Le troisième verrou est social, et c’est le plus inflammable. Depuis l’accord conclu avec le Fonds monétaire international et le flottement du birr décidé à l’été 2024, l’Éthiopie traverse une crise du coût de la vie d’une rare brutalité. L’inflation ronge les salaires urbains, la pauvreté rurale s’approfondit, et le sentiment d’abandon alimente le recrutement des insurrections régionales. Abiy Ahmed défend des réformes présentées comme douloureuses mais inévitables ; ses détracteurs y lisent une thérapie de choc imposée sans contrepartie politique. Un scrutin sans rival ne résout rien de cette équation. Il la diffère. Le vote du 1er juin délivrera au pouvoir un brevet de légalité, certainement pas un mandat de confiance.
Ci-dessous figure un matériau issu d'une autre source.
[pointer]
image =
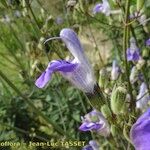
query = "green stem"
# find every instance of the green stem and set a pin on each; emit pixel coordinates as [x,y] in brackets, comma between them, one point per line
[96,99]
[55,126]
[36,21]
[125,46]
[23,131]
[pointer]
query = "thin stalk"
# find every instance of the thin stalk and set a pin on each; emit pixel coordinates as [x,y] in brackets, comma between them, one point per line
[16,37]
[125,46]
[27,100]
[96,99]
[32,13]
[23,131]
[95,43]
[81,101]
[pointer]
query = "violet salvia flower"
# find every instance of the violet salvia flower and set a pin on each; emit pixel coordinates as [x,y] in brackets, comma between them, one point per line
[115,72]
[133,53]
[59,20]
[78,71]
[140,132]
[93,145]
[143,97]
[148,42]
[102,7]
[95,121]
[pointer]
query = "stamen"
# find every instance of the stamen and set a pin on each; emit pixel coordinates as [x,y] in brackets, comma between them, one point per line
[53,38]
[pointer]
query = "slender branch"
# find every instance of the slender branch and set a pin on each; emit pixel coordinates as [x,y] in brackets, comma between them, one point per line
[55,126]
[125,46]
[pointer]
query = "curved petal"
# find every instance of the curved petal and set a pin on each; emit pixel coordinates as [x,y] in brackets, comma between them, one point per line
[98,8]
[70,38]
[57,65]
[140,132]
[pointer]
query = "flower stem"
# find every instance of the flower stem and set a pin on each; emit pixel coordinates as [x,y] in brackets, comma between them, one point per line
[96,99]
[55,126]
[125,46]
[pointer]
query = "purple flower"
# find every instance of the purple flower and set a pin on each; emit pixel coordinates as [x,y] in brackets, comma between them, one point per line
[148,42]
[133,53]
[143,97]
[59,20]
[140,132]
[93,145]
[78,71]
[102,7]
[95,121]
[115,70]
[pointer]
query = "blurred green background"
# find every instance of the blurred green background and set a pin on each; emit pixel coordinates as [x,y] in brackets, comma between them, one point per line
[24,25]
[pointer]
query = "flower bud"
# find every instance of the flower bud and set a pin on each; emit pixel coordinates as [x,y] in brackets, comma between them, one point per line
[114,130]
[139,4]
[145,53]
[106,111]
[140,64]
[103,78]
[132,9]
[133,75]
[118,99]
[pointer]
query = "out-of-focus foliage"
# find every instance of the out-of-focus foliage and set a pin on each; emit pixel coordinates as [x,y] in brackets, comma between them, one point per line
[24,26]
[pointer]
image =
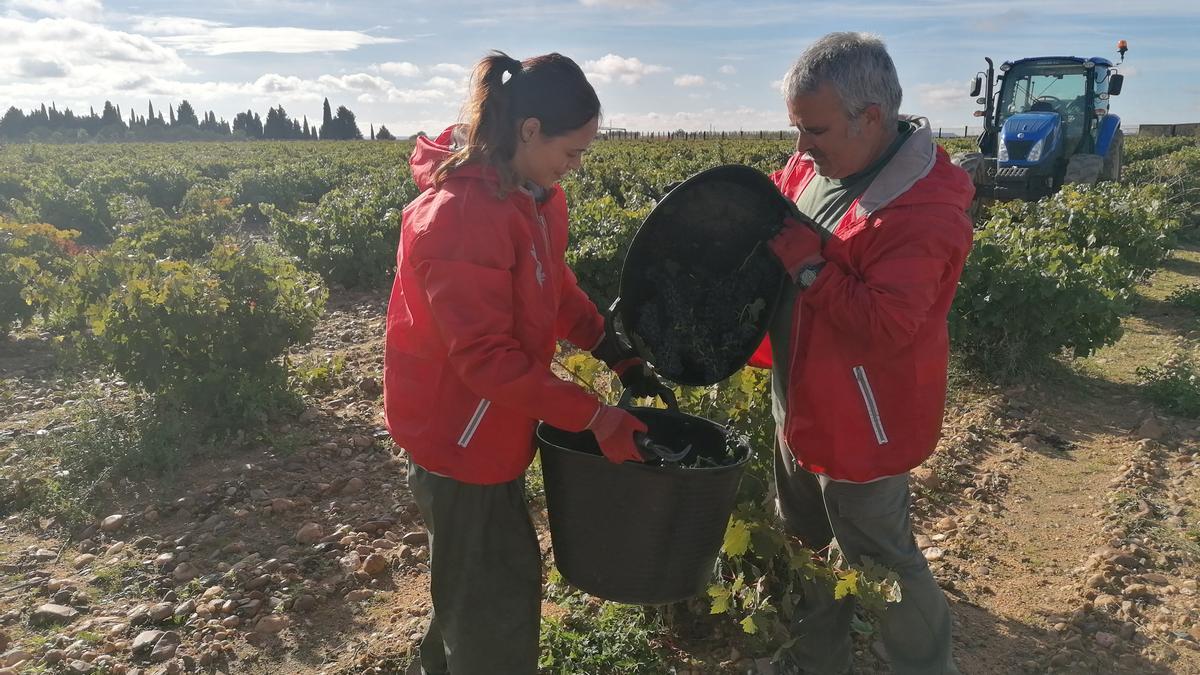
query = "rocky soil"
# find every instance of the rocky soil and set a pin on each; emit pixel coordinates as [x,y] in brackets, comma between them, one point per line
[1060,515]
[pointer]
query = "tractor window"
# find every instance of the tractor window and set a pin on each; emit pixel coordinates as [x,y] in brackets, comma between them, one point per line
[1048,87]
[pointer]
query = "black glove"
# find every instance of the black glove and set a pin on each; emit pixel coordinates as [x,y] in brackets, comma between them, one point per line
[640,381]
[635,374]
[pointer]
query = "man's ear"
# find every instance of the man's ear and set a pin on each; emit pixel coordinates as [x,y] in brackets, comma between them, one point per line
[873,114]
[529,129]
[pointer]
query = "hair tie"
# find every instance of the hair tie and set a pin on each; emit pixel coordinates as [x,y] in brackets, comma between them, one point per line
[511,70]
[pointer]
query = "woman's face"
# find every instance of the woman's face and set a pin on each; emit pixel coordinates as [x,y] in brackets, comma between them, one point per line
[544,159]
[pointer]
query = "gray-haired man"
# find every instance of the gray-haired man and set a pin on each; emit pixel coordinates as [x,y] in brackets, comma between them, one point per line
[859,348]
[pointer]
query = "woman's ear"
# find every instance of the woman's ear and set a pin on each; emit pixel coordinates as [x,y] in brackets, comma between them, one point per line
[529,129]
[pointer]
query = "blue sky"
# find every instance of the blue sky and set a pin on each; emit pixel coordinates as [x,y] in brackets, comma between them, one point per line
[657,64]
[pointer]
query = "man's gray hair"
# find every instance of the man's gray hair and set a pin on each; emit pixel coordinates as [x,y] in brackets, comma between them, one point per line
[858,67]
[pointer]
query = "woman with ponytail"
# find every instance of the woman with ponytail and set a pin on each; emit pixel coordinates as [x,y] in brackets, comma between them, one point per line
[483,293]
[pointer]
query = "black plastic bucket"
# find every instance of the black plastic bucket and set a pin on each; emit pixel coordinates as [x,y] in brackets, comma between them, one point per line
[633,532]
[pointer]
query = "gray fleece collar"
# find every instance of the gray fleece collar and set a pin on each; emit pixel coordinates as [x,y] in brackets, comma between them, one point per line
[912,162]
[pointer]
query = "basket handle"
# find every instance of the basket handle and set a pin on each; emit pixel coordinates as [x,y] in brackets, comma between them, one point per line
[666,394]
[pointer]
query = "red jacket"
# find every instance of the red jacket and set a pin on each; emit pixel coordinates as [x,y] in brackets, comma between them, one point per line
[483,294]
[867,380]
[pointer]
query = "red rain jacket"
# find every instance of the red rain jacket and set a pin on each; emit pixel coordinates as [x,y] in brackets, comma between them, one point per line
[483,294]
[870,346]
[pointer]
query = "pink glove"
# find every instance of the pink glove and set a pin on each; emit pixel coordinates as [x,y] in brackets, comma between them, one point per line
[796,246]
[613,429]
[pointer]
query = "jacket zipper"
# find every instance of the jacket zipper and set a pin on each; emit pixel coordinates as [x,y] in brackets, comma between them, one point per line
[541,221]
[873,410]
[473,424]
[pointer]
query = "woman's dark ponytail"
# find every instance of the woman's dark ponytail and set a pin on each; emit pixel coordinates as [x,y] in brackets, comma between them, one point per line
[503,93]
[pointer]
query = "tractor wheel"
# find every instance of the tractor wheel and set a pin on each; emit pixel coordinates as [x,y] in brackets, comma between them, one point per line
[1115,160]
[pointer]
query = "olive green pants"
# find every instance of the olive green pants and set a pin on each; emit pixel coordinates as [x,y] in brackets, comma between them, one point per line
[485,577]
[867,520]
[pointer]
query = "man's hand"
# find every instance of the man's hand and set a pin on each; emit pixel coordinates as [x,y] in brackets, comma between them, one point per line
[613,429]
[796,246]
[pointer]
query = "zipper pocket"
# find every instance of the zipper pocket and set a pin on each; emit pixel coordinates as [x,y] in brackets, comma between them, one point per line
[473,424]
[873,410]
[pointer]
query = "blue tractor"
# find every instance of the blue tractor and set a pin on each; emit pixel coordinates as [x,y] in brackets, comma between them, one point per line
[1049,124]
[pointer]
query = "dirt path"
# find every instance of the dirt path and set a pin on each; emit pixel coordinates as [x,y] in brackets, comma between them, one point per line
[1061,517]
[1068,569]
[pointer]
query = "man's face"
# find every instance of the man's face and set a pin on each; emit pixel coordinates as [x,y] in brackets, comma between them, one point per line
[839,147]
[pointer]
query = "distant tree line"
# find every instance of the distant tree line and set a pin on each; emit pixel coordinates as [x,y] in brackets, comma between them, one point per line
[181,124]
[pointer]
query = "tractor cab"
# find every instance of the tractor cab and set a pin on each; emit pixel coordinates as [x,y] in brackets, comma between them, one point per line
[1048,124]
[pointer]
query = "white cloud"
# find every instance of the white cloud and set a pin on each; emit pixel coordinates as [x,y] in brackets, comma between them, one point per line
[613,67]
[64,9]
[40,69]
[941,95]
[397,69]
[273,83]
[744,117]
[449,69]
[221,40]
[174,25]
[1003,21]
[444,83]
[357,82]
[87,49]
[618,4]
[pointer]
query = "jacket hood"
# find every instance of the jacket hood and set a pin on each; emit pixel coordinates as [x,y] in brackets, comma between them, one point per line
[429,154]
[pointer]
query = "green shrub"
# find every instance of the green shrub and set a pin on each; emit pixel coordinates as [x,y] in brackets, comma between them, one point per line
[70,207]
[283,186]
[192,234]
[108,436]
[1138,148]
[205,335]
[1187,297]
[351,237]
[1134,219]
[600,234]
[1179,174]
[1029,292]
[1174,386]
[31,256]
[599,638]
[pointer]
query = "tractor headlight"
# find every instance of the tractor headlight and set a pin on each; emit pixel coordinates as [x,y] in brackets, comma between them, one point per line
[1036,151]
À l’extérieur, le calcul du premier ministre paraît tout aussi maîtrisé. Aucun partenaire majeur n’a intérêt à fragiliser Addis-Abeba. Washington, qui a relancé sa médiation sur le différend du Nil, ménage un pivot régional incontournable ; les capitales du Golfe, créancières et investisseuses, préfèrent un pouvoir stable à une transition incertaine ; l’Union africaine, dont le siège jouxte les ministères éthiopiens, observe un silence prudent. Cette indulgence internationale offre au scrutin une couverture commode. Elle valide, de fait, l’idée qu’en Éthiopie l’ordre prime la représentation, et que la solidité d’un homme vaut mieux que l’incertitude d’une alternance.

Reste la question que les urnes ne trancheront pas. Dans un pays fracturé, une victoire écrasante vaut-elle gouvernement ? L’histoire éthiopienne récente suggère l’inverse. Le Derg militaire, puis le Front démocratique révolutionnaire qui domina trois décennies, avaient eux aussi aligné les scores triomphaux avant de céder sous le poids de leurs périphéries révoltées. Abiy Ahmed connaît cette leçon mieux que personne, lui qui doit son ascension à l’implosion du système précédent. En verrouillant l’élection, il s’épargne un adversaire le 1er juin. Il ne s’épargne ni l’Amhara en armes, ni l’Oromia en guerre, ni les marchés d’Addis-Abeba, où le prix du teff dira, plus sûrement que tout bulletin, l’état véritable du pays.